LANSING, Mich (WLNS) – University tuitions could increase, class sizes for your school children could mushroom and health care for the needy may be jeopardized.
Those are the warnings from researchers who are telling state officials all the tax breaks they are granting could blow a $2 billion hole in state services.
Let’s say you have $1000 in your checkbook but half of that can’t be spent for other services because it is earmarked for your mortgage and other fixed costs.
The same thing is happening to the state’s check book, the General Fund.
State lawmakers have passed a host of tax breaks that must be paid before other state services are covered.
According to the Michigan Citizens Research Council the fixed costs for tax cuts are substantial:
State Tax Cuts
(1) $600M Roads
(2) $600M Cities
(3) $600M Business
And, according to Craig Thiel of the Michigan Citizens Research Council, the number could go higher. “We anticipate that will be closer to two billion dollars in deferred revenue to the General Fund so it won’t be there for state services.”
With fewer dollars in the state checkbook, universities may get less support, resulting in higher tuition.
There could be fewer medicaid health care dollars for the needy and if lawmakers take money from the school aid fund to indirectly pay for all the tax breaks, what does that mean for local schools?

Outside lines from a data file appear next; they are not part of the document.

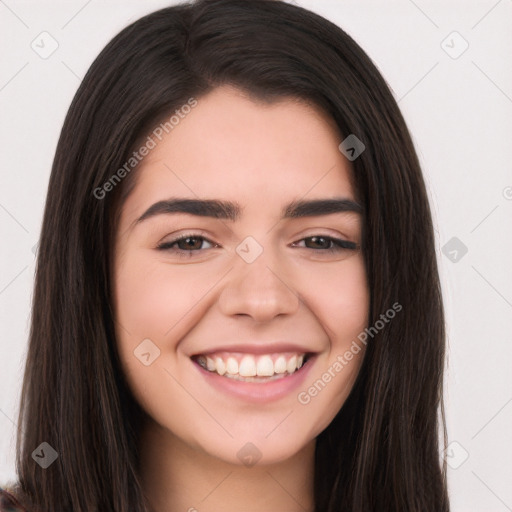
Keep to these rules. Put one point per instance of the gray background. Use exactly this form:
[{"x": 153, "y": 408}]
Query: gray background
[{"x": 459, "y": 109}]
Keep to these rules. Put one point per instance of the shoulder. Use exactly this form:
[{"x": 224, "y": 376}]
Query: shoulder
[{"x": 9, "y": 503}]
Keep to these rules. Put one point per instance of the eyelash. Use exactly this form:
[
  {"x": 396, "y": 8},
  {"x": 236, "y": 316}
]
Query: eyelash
[{"x": 337, "y": 245}]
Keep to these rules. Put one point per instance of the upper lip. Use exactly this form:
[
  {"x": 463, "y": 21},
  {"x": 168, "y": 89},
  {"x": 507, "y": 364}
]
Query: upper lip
[{"x": 257, "y": 348}]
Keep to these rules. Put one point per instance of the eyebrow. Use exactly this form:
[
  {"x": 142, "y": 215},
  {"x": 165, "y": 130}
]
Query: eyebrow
[{"x": 229, "y": 210}]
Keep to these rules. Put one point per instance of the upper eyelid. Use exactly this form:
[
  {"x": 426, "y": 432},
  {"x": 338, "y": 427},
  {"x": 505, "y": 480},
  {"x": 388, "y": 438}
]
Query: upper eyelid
[{"x": 205, "y": 238}]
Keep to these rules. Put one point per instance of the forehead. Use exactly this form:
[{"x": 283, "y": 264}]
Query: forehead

“It will be smaller funding increases or flat funding for the foundation grant or grants to school districts,” explains Thiel.
Instead of talking about paring back the tax breaks, Sen. Jack Brandenburg wants to eliminate the state income tax with a $6 billion loss to the state check book.
Thiel responds has this to say about that. “The general fund at this point can’t support a major income tax reduction.”
Sen. Brandenburg disagrees and he says he’ll cut state services to pay for the income tax cut.
All this won’t come to a head for three to five years, long after the current batch of legislators are gone and a new governor will have to deal with this.